By David A. Vise
Washington Post Staff Writer
Wednesday, September 14, 2005
A ferocious battle for the loyalty of computer users, pitting mighty Microsoft Corp. against search engine juggernaut Google Inc., is playing out in a court case that feels more like a barroom brawl than a staid conflict over one company hiring an executive away from the other.
The feud between the companies reaches the highest levels of the corporate suites and has burst into public view amid court proceedings laced with bitterness and foul language. As the heavyweight and incumbent, Microsoft is trying to defend itself against attacks involving recruiting, products and innovation from a scrappy rival that poses a threat to its preeminent position in personal computing.
Yesterday, a judge in Washington state ruled that a former Microsoft executive hired by Google can begin doing some, but not all, work for the search engine company in China, the latest twist in a battle that will play out into next year.

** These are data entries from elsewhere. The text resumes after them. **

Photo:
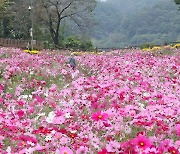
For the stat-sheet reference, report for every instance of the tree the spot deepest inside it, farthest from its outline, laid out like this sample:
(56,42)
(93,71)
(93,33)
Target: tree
(53,12)
(5,18)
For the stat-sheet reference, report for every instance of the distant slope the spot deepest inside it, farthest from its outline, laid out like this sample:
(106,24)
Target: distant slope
(133,22)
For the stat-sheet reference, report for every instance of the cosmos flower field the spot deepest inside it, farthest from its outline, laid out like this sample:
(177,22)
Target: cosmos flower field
(117,103)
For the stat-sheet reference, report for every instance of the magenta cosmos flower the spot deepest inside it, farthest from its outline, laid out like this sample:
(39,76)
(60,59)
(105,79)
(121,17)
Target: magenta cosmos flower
(142,142)
(100,116)
(177,128)
(65,150)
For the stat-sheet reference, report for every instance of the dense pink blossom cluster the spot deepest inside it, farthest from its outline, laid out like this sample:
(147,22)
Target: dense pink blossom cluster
(110,104)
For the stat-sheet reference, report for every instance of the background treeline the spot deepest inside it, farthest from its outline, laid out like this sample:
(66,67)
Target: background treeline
(114,23)
(134,22)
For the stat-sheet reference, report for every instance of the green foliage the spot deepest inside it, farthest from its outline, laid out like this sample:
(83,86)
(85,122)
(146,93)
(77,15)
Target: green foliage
(123,23)
(78,43)
(72,42)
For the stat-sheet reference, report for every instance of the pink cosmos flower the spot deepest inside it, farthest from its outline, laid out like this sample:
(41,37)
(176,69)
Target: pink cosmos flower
(1,100)
(173,150)
(100,116)
(142,142)
(65,150)
(177,128)
(20,113)
(81,150)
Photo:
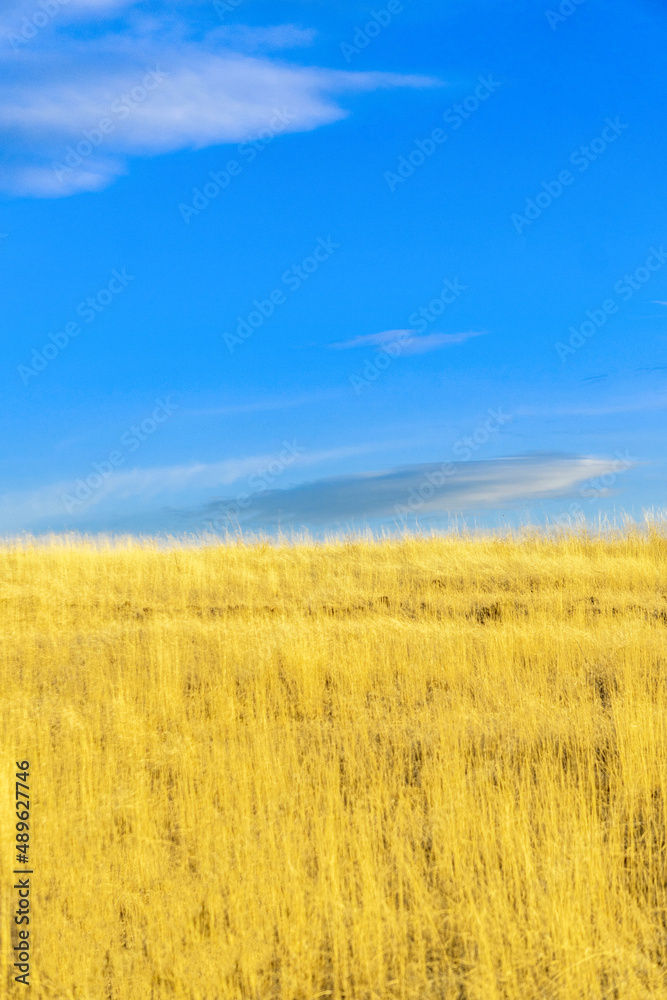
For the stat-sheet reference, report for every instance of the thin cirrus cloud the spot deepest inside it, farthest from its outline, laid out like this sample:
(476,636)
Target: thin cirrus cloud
(409,341)
(464,487)
(224,88)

In a written opinion, King County Superior Court Judge Steven C. Gonzalez ruled that Kai-Fu Lee can start recruiting employees for Google, meeting with government and university officials, and establishing a headquarters for Google's new research center. But, pending a trial in January, the judge barred Lee from hiring anyone away from Microsoft, using confidential information he learned during his employment there, or working in computer search and other specified fields for Google.
Not surprisingly -- given the ongoing war of words prompted by anger over Google's hirings of dozens of Microsoft employees around the world -- both sides immediately declared victory.
Tom Burt, Microsoft's deputy general counsel for litigation, said the Redmond, Wash.-based software giant had succeeded in severely restricting Lee's activities and use of corporate secrets. He said Google was paying Lee $10 million to head its China operations even though he could actually do very little of substance in light of the ruling.
"Dr. Lee has been reduced to the highest-paid HR [human resources] manager in history," Burt said. "Even calling him an HR manager is overstating it because an HR manger has an idea what new jobs will be, and how employees will be managed. . . . I'm sure Google and Dr. Lee will portray this as a split decision. It is like a boxer who lost on a third-round knockout saying, 'Yeah, but I got a good jab in there, didn't I?' "
Nicole Wong, associate general counsel for Google, said Lee would immediately get rolling, hiring employees in China and establishing a new research center there. "We're thrilled, and he's excited to get right to work on several big things," Wang said in a written statement. "The bottom line is Dr. Lee is going to get busy."
Depositions filed in the case revealed that top Microsoft officials, including CEO Steven A. Ballmer, increasingly saw Google as a serious competitive threat, and alleged, that angry outbursts have occurred. Mark Lucovsky, a former Microsoft executive, alleged in an affidavit that he had a stormy meeting with Ballmer as he left the company in November last year.
"At some point in the conversation, Mr. Ballmer said, 'Just tell me it's not Google,' " Lucovsky stated. "I told him it was Google. At that point, Mr. Ballmer picked up a chair and threw it across the room, hitting a table in his office." After cursing about how he was going "to bury" Google chief executive Eric Schmidt, Lucovsky stated, Ballmer said: "I have done it before, and I will do it again. I'm going to [expletive] kill Google."
Ballmer also allegedly sought to persuade Lucovsky to stay at Microsoft during the meeting and in phone calls. Microsoft said Lucovsky's description exaggerated what occurred in his exit meeting and conversations with Ballmer.
In a separate affidavit, Lee said that before leaving Microsoft for Google last summer, he had a series of tense meetings with top Microsoft officials, including Chairman Bill Gates, Ballmer and others. They told the Chinese computer scientist, the highest-ranking employee snared by Google, that a lawsuit would be filed if he left for Google, Lee stated.
"You should not go. Things will be very unpleasant for you if you go," Microsoft senior vice president Rick Rashid allegedly told Lee.
"Kai-Fu, Steve is definitely going to sue you and Google over this," Gates allegedly warned Lee. "He has been looking for something just like this."
Lee said Ballmer told him: "When we do something, please don't take it personally. We like you. Your contributions to Microsoft have been immense. It's not you we are after, it is Google."
In his ruling yesterday, the judge found that Lee misled Microsoft about his plans to return to the company after a sabbatical and continued to have access to proprietary information. "Dr. Lee began assisting Google while he was still employed at Microsoft," Gonzalez wrote.